Rob Dieperink, Wasit yang Dicoret dari Piala Dunia 2026, Meninggal Dunia di Usia 38 Tahun

Dunia sepak bola internasional kembali berduka. Wasit asal Belanda, Rob Dieperink, meninggal dunia pada usia 38 tahun setelah beberapa bulan terakhir menjadi sorotan akibat batal bertugas di Piala Dunia 2026. (Foto: RTE)
Editor: Damar Pratama

GEBRAK.ID, AMSTERDAM – Dunia sepak bola internasional kembali berduka. Wasit asal Belanda, Rob Dieperink, meninggal dunia pada usia 38 tahun setelah beberapa bulan terakhir menjadi sorotan akibat batal bertugas di Piala Dunia 2026.

Kabar wafatnya Dieperink dikonfirmasi langsung oleh Asosiasi Sepak Bola Kerajaan Belanda (KNVB). Dalam pernyataan resminya, federasi menyampaikan rasa kehilangan yang mendalam atas kepergian salah satu wasit terbaik yang dimiliki Belanda.

"Kami menerima kabar meninggalnya Rob Dieperink dengan rasa terkejut dan duka yang mendalam," tulis KNVB, Senin (13/7/2026).

Federasi menilai Dieperink bukan hanya sosok wasit berpengalaman di level internasional, tetapi juga rekan kerja yang dihormati oleh banyak pihak.

"Dengan meninggalnya Rob, dunia sepak bola kehilangan seorang wasit yang dihormati dan berpengalaman di tingkat internasional. Namun yang terpenting, kami kehilangan seorang rekan yang luar biasa," lanjut pernyataan tersebut.

KNVB juga menyampaikan belasungkawa kepada keluarga, sahabat, dan seluruh orang terdekat yang ditinggalkan.

"Doa dan simpati kami tertuju kepada keluarganya, teman-temannya, serta semua orang yang sangat menyayanginya. Kami mendoakan agar mereka diberi kekuatan dalam menghadapi kehilangan yang sangat besar ini," demikian bunyi pernyataan KNVB.

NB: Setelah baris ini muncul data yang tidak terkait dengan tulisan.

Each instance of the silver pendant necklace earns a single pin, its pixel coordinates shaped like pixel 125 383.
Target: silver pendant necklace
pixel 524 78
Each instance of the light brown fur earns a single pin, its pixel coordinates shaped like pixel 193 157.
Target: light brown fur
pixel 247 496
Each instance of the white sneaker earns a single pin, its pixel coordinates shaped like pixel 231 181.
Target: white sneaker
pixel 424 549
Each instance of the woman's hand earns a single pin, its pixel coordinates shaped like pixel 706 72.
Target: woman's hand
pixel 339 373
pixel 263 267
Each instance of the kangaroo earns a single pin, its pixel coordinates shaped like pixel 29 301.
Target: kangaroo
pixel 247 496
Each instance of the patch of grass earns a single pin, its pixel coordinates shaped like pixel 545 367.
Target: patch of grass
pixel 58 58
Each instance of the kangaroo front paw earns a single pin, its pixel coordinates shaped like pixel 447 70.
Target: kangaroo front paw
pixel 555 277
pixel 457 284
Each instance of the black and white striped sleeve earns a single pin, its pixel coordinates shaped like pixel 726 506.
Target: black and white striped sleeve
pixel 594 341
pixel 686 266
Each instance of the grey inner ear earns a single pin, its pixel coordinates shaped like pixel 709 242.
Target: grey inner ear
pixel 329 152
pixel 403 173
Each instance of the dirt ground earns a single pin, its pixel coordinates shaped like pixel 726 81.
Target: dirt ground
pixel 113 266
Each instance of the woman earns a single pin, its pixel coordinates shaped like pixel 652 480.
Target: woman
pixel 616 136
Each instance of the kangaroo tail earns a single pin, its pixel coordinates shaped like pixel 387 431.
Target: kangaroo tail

Sebelum kabar duka ini, nama Dieperink sempat menjadi perhatian publik setelah gagal bertugas pada Piala Dunia 2026 di Amerika Serikat, Kanada, dan Meksiko.

Padahal, FIFA sebelumnya telah memasukkan Dieperink dalam daftar wasit Video Assistant Referee (VAR) untuk turnamen tersebut. Namun, penugasannya dibatalkan menyusul munculnya kasus hukum yang menyeret namanya.

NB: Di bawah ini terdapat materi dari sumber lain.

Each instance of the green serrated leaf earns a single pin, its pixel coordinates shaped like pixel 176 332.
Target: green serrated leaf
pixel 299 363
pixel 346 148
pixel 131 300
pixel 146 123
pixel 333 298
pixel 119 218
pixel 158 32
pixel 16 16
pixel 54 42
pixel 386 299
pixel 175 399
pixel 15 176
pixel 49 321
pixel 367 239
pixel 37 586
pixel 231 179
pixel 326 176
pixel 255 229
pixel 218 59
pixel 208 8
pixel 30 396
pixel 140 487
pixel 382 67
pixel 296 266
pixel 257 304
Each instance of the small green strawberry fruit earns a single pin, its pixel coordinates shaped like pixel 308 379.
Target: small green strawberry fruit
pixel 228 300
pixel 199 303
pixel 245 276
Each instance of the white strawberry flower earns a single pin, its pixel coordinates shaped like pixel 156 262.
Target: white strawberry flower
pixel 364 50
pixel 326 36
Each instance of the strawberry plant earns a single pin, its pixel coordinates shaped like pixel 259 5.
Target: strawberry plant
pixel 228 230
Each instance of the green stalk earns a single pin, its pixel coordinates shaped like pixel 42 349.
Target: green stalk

Dieperink sempat ditangkap oleh Kepolisian Metropolitan London pada April 2026 terkait dugaan pelecehan seksual terhadap seorang remaja laki-laki di Inggris. Meski demikian, proses penyelidikan kemudian dihentikan karena aparat tidak menemukan bukti yang cukup untuk melanjutkan perkara.

Setelah namanya dicoret dari daftar petugas Piala Dunia, Dieperink mengaku sangat terpukul. Ia menegaskan sejak awal telah bersikap kooperatif kepada aparat penegak hukum maupun organisasi sepak bola.

"Saya sangat sedih karena telah dituduh secara tidak adil. Sejak awal, saya telah bekerja sama sepenuhnya dalam penyelidikan polisi dan juga segera memberikan keterbukaan penuh kepada FIFA, UEFA, dan KNVB," ujar Dieperink dalam wawancara dengan media Belanda, De Telegraaf.

Ia juga mengaku kecewa dengan keputusan FIFA yang membatalkan penugasannya di ajang sepak bola paling bergengsi tersebut.

"Saya berterima kasih atas dukungan yang saya terima dari KNVB dan cara mereka menangani kasus ini. Sayang sekali FIFA memutuskan untuk tidak menunjuk saya lagi untuk Piala Dunia. Tentu saja saya kecewa dengan hal itu," katanya.

Rob Dieperink dikenal sebagai salah satu wasit berpengalaman di kompetisi Belanda. Ia mulai memimpin pertandingan Eredivisie sejak 2017 dan dipercaya menjadi petugas VAR pada putaran final Piala Eropa 2024. Rekam jejak tersebut membuatnya sempat masuk dalam daftar ofisial yang dipersiapkan FIFA untuk Piala Dunia 2026 sebelum akhirnya penugasannya dibatalkan.

Kepergian Dieperink kini meninggalkan duka bagi komunitas sepak bola internasional yang mengenalnya sebagai sosok berpengalaman di lapangan.